# Donor withdrawn



## pattycake (May 28, 2012)

Has anyone ever had a donor withdrawn?  

I got an no reply email tonight saying my donor has a condition (but not saying what it could be) and I should seek medical advice etc etc.  I have sent an email and will find out more tomorrow.


----------



## Blueestone (Feb 28, 2015)

Oh gosh I don't know but didn't want to read n run

Can u call them Tomoz?
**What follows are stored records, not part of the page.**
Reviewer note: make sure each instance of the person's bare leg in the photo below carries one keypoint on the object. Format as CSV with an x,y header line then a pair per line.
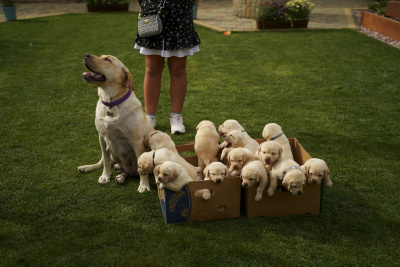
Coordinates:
x,y
178,82
178,87
152,82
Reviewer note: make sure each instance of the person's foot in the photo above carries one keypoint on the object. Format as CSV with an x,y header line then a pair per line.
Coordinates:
x,y
177,124
152,120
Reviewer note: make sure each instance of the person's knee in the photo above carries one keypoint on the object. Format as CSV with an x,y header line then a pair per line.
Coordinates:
x,y
154,70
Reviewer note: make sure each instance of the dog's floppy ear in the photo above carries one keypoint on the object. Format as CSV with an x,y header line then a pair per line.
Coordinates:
x,y
205,172
286,183
127,79
156,171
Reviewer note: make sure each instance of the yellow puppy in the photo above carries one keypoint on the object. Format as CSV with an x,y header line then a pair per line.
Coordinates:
x,y
237,158
316,170
236,139
269,153
156,139
252,173
172,176
206,143
293,178
226,127
273,132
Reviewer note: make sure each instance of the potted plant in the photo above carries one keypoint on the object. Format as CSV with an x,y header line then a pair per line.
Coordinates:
x,y
9,9
299,11
107,6
284,14
195,7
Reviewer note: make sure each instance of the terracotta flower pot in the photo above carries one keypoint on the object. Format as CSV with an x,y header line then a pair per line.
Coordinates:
x,y
108,8
278,24
10,12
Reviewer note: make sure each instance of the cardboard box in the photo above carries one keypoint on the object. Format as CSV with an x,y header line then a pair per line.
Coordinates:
x,y
283,203
184,206
225,202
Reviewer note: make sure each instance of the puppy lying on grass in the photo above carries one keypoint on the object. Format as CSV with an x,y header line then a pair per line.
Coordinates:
x,y
171,175
217,172
273,132
293,178
316,170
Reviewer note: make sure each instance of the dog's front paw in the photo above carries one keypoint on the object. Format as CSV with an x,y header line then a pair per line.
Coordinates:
x,y
143,188
85,168
206,195
271,192
104,179
120,179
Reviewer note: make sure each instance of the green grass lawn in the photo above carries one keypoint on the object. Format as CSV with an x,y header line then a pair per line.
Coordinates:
x,y
336,91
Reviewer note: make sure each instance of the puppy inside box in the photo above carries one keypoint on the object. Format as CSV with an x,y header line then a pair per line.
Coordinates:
x,y
184,206
283,203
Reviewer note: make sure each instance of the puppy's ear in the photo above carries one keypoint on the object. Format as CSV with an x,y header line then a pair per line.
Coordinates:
x,y
156,171
205,172
286,184
127,79
226,171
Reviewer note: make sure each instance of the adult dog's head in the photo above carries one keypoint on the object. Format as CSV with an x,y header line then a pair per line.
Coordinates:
x,y
107,71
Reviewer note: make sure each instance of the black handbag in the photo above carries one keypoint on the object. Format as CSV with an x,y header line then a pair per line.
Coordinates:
x,y
149,23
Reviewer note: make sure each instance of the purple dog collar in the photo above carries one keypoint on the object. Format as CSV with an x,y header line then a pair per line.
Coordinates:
x,y
119,101
273,138
285,172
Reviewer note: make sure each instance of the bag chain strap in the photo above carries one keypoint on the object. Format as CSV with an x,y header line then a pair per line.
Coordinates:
x,y
160,8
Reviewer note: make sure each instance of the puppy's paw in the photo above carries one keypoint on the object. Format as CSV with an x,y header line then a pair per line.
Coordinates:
x,y
271,192
143,188
85,168
104,179
120,179
206,195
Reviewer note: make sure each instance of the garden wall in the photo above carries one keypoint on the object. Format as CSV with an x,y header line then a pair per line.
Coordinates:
x,y
246,8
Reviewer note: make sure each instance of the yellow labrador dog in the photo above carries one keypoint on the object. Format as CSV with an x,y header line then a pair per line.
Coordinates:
x,y
217,172
156,139
316,170
237,158
149,160
171,175
269,153
291,175
237,139
206,143
252,173
273,132
120,120
226,127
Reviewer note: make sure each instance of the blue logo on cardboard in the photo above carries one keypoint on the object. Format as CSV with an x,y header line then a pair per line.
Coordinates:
x,y
176,206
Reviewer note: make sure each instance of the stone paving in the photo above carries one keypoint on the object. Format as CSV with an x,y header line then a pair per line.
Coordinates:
x,y
216,14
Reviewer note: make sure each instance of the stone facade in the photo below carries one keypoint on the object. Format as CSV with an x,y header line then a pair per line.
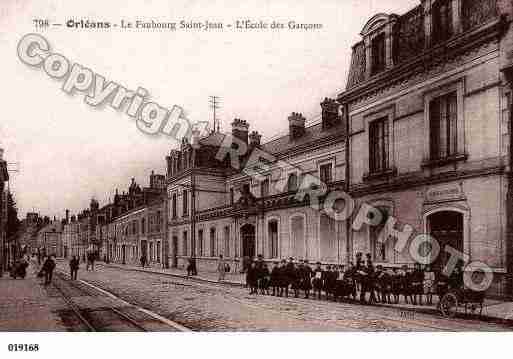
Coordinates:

Have u had treatment with his sperm? 

They must give u more info - otherwise ur mind will be going over time xxx


----------



## pattycake (May 28, 2012)

Thanks for the reply-yes I have had treatment with the sperm.  I got an email this morning and am in contact with the clinic now.


----------



## Blueestone (Feb 28, 2015)

I suppose it could be something that he has only just found out or diagnosed with - but a worrying time for u.

At what point of treatment are you? X


----------



## pattycake (May 28, 2012)

No there has been a baby born with a defect-I need to find out further information.


----------



## KLconfused (Jan 2, 2010)

patty cake. did you find out more? Very worrying as we have used donor sperm too. What an awful way for them to inform you.


----------



## pattycake (May 28, 2012)

I'm unable to use the embryos at the moment because they need to do more tests.


----------



## bundles (Jul 16, 2011)

Patty I'm so sorry to see this   Are they keeping you informed ? Have they arranged for any counselling ? It's very important that you are supported during this.

xx


----------



## KLconfused (Jan 2, 2010)

Patty - are you wanting to use the embryos very soon? Do you already have a child with this donor?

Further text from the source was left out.